Russian Girls take Interest in Tennis after Maria Success
The example of Maria Sharapova, who has risen to the top of world tennis, is inspiring a new generation of Russian teenage girls to head for the courts hoping to emulate her sporting and financial success.
“The phone has been ringing around the clock for registrations since mid-August,” says Igor Volkov, a coach at Moscow’s famous Spartak tennis academy, told News24. The academy now has 190 places compared to around 30 in 1994 but since Maria became the first Russian woman to top the WTA world rankings last month, they’ve had to turn eager teenagers away. “I would like to become as good as her and earn as much money as her,” said 15-year-old Yuliya Livotova.
Maria Sharapova, the blonde tennis star with the top model looks , coming from Siberia, won Wimbledon last year aged just 17. Since then her advertising contracts have netted her over $18 million and by many accounts she has become the biggest earner in women’s sport. Russia now leads women’s tennis, with seven players in the top 20 global rankings compared to just three from the U.S., a country that used to be a traditional leader in the sport.
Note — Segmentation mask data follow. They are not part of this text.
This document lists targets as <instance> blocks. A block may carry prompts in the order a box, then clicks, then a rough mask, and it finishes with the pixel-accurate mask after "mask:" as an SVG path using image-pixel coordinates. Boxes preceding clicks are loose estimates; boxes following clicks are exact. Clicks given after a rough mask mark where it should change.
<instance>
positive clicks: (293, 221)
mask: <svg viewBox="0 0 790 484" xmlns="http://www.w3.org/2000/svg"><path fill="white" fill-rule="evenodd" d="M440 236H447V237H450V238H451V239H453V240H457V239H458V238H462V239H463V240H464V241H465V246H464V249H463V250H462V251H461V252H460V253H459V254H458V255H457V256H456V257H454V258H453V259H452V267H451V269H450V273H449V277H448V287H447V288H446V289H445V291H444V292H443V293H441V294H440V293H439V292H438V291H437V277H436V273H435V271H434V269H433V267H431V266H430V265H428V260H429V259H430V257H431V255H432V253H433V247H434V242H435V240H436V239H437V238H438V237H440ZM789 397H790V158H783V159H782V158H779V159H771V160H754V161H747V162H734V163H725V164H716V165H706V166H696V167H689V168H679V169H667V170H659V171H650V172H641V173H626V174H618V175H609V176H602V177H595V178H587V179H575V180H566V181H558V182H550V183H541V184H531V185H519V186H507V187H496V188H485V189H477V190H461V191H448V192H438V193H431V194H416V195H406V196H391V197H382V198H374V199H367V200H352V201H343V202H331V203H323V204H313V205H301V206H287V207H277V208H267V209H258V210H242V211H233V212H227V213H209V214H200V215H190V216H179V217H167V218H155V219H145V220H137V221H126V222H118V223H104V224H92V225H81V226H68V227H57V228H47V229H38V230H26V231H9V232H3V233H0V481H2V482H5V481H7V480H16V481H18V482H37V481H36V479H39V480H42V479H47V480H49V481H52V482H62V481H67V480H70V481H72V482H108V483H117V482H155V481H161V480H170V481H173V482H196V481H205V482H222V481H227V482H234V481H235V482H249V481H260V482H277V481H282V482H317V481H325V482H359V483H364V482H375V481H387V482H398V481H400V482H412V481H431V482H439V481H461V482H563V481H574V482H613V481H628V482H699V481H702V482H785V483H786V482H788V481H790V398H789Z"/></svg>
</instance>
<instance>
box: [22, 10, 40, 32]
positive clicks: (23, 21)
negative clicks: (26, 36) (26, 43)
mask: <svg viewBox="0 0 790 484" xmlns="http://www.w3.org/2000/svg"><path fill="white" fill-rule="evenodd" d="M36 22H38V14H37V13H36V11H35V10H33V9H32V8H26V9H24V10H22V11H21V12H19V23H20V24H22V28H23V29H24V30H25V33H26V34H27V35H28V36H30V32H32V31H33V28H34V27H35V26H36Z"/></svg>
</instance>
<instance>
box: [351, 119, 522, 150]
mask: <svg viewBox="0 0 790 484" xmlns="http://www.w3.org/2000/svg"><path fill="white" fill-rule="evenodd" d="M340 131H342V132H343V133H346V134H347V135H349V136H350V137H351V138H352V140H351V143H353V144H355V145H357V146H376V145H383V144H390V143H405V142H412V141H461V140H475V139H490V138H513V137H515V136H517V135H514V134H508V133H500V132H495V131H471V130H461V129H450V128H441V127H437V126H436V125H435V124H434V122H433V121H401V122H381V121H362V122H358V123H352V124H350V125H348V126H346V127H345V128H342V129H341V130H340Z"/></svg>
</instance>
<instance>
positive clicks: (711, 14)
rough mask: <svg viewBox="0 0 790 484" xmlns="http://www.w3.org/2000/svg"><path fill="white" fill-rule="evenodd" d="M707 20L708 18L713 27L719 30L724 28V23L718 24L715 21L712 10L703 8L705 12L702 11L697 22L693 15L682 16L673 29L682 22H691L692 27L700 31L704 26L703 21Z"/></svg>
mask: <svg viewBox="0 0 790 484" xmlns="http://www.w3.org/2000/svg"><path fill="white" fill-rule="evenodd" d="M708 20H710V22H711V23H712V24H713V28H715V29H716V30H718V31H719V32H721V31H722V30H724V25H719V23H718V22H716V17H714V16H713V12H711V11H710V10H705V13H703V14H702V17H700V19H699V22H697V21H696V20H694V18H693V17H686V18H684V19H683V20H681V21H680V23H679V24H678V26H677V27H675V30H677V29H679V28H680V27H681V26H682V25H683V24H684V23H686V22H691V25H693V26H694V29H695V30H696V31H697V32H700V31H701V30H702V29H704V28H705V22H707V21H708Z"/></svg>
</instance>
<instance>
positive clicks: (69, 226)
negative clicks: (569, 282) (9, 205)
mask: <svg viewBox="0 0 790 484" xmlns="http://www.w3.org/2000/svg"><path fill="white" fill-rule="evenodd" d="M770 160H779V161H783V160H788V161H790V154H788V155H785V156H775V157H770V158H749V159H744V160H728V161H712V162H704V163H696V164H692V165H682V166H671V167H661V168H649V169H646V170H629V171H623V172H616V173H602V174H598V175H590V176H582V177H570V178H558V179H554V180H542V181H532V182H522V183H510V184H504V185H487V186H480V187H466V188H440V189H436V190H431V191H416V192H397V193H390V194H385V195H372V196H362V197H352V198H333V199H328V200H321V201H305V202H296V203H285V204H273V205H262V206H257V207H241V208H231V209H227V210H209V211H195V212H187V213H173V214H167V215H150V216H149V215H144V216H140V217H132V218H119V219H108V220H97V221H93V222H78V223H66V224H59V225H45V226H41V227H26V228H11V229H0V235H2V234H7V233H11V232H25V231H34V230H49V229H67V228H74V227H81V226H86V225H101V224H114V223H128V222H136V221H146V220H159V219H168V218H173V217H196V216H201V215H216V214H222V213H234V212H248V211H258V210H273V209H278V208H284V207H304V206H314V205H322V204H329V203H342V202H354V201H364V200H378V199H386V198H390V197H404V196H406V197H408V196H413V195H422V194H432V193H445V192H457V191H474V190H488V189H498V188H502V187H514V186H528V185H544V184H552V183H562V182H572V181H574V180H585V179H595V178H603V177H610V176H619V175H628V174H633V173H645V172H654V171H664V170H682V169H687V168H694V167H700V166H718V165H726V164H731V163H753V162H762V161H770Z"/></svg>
More success came their way last weekend when a team inspired by Elena Dementieva successfully defended the FedCup defeating France 3-2 in the final in Paris. “The reason we are the best lies in the Russian character, we are more resilient,” said Volkov. Coaches at the Spartak academy, where the buildings have seen better days and the fences are left to rust, earn just $200 a month. Many promising teenagers leave for Europe and the U.S., as Maria Sharapova did, to look for better facilities.
“It’s a pity the (Russian tennis) federation does nothing against this,” said a former coach of first Russian tennis star Anna Kournikova, Larisa Preobrazhenskaya, 78, who fears Russian tennis will lose momentum. Russian parents realize the problems but also know the opportunities that tennis offers and are prepared to put everything into developing their children’s careers. Sharapova’s parents took her to the U.S. when she was only eight.